モーツァルト:ピアノ協奏曲第12、17番/ブレンデル&マッケラス&SCO(2004)4756930 or UCCP-1115

 モーツァルトとは実に絶妙な音楽です。喜びと哀しみ、平安と怒りとを行ったり来たりして、しかももっと微妙な心の移り変わりを鮮やかに表してくれます。私はそんな微妙な部分を表してくれる演奏が好きです。

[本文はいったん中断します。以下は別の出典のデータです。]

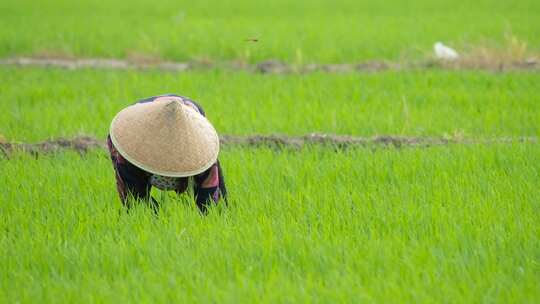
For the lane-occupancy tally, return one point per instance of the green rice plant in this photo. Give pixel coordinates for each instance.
(454, 223)
(319, 30)
(42, 103)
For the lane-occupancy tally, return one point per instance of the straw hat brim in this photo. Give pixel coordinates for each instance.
(165, 137)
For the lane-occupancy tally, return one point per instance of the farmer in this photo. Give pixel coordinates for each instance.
(163, 141)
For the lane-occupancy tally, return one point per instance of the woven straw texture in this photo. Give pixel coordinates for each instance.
(165, 137)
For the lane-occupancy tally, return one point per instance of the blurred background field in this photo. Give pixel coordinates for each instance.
(293, 31)
(45, 103)
(453, 223)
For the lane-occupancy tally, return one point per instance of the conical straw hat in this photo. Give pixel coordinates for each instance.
(165, 137)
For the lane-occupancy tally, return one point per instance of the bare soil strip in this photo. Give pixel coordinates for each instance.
(83, 144)
(276, 66)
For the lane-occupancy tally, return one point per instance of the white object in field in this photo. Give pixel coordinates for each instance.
(444, 52)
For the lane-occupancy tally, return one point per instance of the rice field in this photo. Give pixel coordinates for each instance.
(450, 223)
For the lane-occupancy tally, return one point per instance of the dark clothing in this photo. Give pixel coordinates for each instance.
(208, 186)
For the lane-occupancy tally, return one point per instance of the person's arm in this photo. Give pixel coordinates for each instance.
(209, 187)
(130, 180)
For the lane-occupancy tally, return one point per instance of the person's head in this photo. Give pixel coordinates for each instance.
(165, 137)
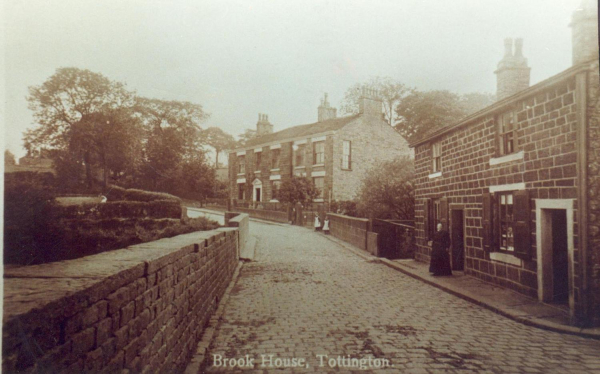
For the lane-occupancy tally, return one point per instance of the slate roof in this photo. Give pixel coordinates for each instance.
(302, 131)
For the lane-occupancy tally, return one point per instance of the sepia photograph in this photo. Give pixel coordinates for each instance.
(285, 186)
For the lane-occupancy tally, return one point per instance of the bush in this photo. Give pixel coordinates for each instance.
(28, 227)
(121, 209)
(83, 237)
(116, 193)
(345, 207)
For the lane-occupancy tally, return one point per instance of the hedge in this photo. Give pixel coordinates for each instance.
(76, 238)
(116, 193)
(121, 209)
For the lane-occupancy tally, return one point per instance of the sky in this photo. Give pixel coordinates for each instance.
(241, 58)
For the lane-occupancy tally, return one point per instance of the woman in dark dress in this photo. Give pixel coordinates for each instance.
(440, 258)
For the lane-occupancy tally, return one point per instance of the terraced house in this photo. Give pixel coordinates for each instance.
(333, 152)
(517, 184)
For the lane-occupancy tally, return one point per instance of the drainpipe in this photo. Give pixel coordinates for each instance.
(582, 191)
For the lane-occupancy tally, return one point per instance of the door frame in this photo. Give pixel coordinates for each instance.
(543, 231)
(453, 207)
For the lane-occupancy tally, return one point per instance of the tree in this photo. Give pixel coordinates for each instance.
(247, 135)
(219, 140)
(421, 113)
(297, 190)
(182, 117)
(110, 140)
(9, 158)
(391, 92)
(387, 191)
(66, 107)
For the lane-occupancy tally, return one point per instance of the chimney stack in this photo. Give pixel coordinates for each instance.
(513, 73)
(370, 104)
(325, 111)
(584, 29)
(263, 126)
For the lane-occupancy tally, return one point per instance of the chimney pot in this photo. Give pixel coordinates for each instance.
(513, 73)
(508, 47)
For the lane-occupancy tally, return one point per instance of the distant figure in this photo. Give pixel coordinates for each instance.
(440, 258)
(326, 226)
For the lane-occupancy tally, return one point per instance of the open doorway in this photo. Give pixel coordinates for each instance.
(555, 251)
(560, 257)
(457, 238)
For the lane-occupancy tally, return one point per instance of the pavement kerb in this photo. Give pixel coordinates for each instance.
(199, 360)
(534, 322)
(220, 213)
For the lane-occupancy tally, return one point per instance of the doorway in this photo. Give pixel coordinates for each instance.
(257, 193)
(555, 251)
(560, 257)
(457, 238)
(257, 190)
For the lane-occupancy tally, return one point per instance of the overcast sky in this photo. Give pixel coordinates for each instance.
(241, 58)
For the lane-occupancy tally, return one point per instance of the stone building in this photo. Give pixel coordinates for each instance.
(517, 184)
(334, 152)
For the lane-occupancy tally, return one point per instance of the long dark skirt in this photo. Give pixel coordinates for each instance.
(440, 262)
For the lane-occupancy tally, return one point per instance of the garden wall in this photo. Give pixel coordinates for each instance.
(349, 229)
(269, 215)
(141, 308)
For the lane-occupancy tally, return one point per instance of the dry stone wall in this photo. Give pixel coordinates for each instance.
(142, 308)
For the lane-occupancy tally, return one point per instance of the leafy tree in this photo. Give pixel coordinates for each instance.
(9, 158)
(66, 107)
(181, 117)
(63, 100)
(109, 140)
(297, 190)
(219, 140)
(387, 191)
(391, 92)
(421, 113)
(247, 135)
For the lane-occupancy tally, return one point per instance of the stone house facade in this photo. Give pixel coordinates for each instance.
(517, 184)
(333, 152)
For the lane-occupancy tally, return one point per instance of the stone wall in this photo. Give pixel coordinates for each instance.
(372, 246)
(372, 141)
(593, 180)
(141, 308)
(546, 131)
(349, 229)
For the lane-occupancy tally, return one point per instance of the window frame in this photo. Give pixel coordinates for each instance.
(275, 158)
(241, 164)
(241, 191)
(322, 189)
(436, 157)
(506, 138)
(347, 157)
(319, 157)
(257, 160)
(506, 222)
(275, 186)
(300, 153)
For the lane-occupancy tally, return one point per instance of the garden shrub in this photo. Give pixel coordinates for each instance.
(28, 227)
(121, 209)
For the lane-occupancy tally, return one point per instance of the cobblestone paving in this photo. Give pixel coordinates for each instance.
(306, 296)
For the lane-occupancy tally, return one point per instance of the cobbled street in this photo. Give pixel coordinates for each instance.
(305, 296)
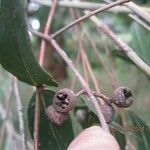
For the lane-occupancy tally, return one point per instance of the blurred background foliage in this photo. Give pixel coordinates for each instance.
(111, 68)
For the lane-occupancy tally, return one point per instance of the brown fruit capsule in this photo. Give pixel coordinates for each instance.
(64, 100)
(108, 111)
(122, 97)
(55, 116)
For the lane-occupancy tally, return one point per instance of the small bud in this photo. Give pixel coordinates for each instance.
(108, 111)
(122, 97)
(55, 116)
(64, 100)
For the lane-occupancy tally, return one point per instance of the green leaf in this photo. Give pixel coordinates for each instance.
(15, 49)
(141, 41)
(141, 130)
(51, 136)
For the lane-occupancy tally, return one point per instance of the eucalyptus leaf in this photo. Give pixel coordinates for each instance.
(51, 136)
(15, 49)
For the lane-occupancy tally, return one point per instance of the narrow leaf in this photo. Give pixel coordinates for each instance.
(15, 50)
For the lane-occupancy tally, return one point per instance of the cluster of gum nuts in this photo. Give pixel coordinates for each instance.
(64, 101)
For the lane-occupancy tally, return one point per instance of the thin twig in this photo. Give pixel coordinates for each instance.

 ブレンデルが演奏家人生の最後の方にフィリップスで録音した一連のモーツァルトシリーズは、ジャケットのポートレートとともに私のお気に入りのコレクションです。コンチェルトの伴奏はマッケラス率いるスコットランド室内管弦楽団。蜜月の2人と言えるでしょう。ブレンデルが2008年12月ムジークフェラインで引退公演した際もマッケラス指揮による「ジュノム」だったわけですから。

 

 老巨匠2人のモーツァルトは「純」なものへの憧憬と探求を感じさせます。K.453のアンダンテを聴いていると、澄み切った境地が感じられ、微妙に変化していく音の重さや硬さが生き物のように自然なものとして感じられます。ピアノと弦楽器、ピアノとオーボエ、ピアノとフルートまたはホルンの掛け合いや重なり合いは溶け合うような一体感があります。当然のことながらブレンデルとマッケラスという演奏家の性質上とても明晰な解釈と品格は保たれているのですが、K.414にしろ、K.453にしろチャーミングが曲想が存分に堪能できるので、リラックスして聴けます。「純」なもの、透明なものへと向かっていく様子が、何より素晴らしいモーツァルトでした。